Wednesday, February 10, 2010

Gerry Connolly Asks for More Info On Savings Resulting From Teleworking During Blizzards

Growing up in Northern Virginia, I'm well aware of the fact that the region seems to shut down if the DC area gets even the forecast of snow. That's especially the case now that we have enormous amounts of snow on the ground as a result of two huge snowstorms attacking the region within days of each other. While grocery stores might fair well with everyone stocking up on the essentials, many businesses are harmed by the fact that their employees can't get to work. This includes the federal government which is projected to have lost approximately $100 million in productively for every single day it's been shut down due to the storms.

Although many people look at it as a way to reduce traffic and help protect our environment, it appears as though teleworking could also prove to be very beneficial during times when government offices are shut down due to weather. In a letter that he sent to OPM Director John Berry, Rep. Gerry Connolly wanted to know just how much teleworking could save the federal government.
In a letter to Berry, Connolly asked him to quantify how many telework agreements in government require employees to keep working during office closures, and to determine what percentage of employees operating under such agreements worked remotely during the storms that have paralyzed Washington.
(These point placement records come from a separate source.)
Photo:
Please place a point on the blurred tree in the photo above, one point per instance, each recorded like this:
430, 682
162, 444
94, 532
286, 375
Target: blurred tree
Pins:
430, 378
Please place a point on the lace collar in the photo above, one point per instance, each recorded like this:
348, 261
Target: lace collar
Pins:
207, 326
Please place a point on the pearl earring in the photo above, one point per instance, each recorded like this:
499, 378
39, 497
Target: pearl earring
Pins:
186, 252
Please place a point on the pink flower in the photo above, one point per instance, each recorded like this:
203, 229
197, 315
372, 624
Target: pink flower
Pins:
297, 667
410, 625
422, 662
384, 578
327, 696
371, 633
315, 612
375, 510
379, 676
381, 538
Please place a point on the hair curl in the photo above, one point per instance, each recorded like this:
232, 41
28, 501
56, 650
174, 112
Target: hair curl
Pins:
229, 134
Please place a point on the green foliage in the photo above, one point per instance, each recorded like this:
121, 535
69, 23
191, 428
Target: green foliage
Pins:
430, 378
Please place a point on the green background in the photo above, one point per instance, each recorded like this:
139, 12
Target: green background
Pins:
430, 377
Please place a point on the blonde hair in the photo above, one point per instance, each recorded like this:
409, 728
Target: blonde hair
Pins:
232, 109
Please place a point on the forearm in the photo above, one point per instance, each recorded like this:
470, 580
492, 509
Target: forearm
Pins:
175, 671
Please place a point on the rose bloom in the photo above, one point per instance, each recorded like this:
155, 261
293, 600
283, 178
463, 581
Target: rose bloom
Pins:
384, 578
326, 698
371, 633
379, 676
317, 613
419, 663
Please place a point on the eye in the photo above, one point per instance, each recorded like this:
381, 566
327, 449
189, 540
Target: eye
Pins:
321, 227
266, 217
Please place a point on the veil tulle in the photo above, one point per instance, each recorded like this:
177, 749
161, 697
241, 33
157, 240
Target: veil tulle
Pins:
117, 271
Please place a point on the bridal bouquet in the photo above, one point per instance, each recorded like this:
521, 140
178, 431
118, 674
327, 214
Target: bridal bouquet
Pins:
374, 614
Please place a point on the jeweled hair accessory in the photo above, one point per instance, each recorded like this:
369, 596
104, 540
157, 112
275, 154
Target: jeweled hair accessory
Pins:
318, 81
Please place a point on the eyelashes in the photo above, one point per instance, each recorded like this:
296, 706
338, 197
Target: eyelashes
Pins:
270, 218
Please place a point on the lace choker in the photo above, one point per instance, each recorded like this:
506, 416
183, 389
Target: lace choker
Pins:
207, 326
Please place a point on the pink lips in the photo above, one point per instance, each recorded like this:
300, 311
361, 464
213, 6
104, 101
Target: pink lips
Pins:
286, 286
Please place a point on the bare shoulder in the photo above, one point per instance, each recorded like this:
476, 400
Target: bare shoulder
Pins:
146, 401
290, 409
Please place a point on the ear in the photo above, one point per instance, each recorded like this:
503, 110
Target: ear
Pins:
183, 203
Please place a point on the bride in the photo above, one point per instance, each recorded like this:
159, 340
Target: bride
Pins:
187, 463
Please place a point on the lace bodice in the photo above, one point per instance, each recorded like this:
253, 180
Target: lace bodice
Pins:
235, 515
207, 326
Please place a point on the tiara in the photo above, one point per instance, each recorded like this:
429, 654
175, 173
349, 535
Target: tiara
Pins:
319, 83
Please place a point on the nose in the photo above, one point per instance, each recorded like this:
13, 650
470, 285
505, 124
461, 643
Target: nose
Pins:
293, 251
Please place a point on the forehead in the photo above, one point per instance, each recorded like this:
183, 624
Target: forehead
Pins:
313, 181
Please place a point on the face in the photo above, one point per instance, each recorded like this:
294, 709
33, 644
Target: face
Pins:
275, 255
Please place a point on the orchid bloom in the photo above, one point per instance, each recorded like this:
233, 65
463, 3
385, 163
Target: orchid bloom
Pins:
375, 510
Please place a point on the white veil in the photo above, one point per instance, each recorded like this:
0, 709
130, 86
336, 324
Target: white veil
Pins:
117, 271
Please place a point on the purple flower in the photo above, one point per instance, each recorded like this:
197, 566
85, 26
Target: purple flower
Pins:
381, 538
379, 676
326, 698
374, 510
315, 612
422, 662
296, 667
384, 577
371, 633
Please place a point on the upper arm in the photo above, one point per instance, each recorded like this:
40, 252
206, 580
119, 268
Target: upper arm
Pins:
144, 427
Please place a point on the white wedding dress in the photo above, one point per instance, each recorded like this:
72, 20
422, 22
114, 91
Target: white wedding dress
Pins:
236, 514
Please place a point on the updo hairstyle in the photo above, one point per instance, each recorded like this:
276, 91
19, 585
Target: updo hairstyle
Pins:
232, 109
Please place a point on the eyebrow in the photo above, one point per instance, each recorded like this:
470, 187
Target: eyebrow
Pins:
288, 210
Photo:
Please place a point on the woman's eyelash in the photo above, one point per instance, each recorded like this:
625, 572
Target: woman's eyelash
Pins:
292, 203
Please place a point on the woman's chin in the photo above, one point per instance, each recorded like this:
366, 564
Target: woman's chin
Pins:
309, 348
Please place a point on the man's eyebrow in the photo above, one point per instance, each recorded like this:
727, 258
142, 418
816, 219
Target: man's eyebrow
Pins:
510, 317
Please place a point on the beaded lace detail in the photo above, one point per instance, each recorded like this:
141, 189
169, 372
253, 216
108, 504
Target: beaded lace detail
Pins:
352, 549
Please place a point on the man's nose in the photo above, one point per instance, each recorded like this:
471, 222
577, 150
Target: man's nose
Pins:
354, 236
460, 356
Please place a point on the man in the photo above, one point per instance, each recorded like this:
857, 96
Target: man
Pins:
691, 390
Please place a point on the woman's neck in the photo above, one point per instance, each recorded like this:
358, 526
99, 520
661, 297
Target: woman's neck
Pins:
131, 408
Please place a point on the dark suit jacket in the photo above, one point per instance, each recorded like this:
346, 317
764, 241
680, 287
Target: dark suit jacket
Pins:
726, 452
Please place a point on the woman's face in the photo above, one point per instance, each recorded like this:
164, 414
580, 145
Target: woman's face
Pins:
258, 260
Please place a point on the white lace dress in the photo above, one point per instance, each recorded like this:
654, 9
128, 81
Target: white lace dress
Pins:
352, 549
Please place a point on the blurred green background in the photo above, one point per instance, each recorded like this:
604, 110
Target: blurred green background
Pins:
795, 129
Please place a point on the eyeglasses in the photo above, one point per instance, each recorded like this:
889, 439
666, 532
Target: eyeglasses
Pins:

Connolly told Berry he wanted to know what productivity savings the federal government achieved by having those employees work through the storm, and what savings might have been achieved if the federal government had succeeded in getting 20 percent of its workforce on telework agreements -- a goal included in legislation Connolly co-sponsors.
Since people who sign a teleworking agreement might have to work when others don't due to office closures, Gerry also wants to speak to John Berry about the possibility of some incentives for teleworking. While I'd like to see specifics about the incentives, I think this could be a very good thing to investigate. After all, I imagine the incentives wouldn't cost more than the savings that occur due to the lost productivity that's prevented by people continuing to work. When you factor in the side benefits such as less traffic and less harm to the environment, I'm very pleased to see that Gerry is pushing this concept.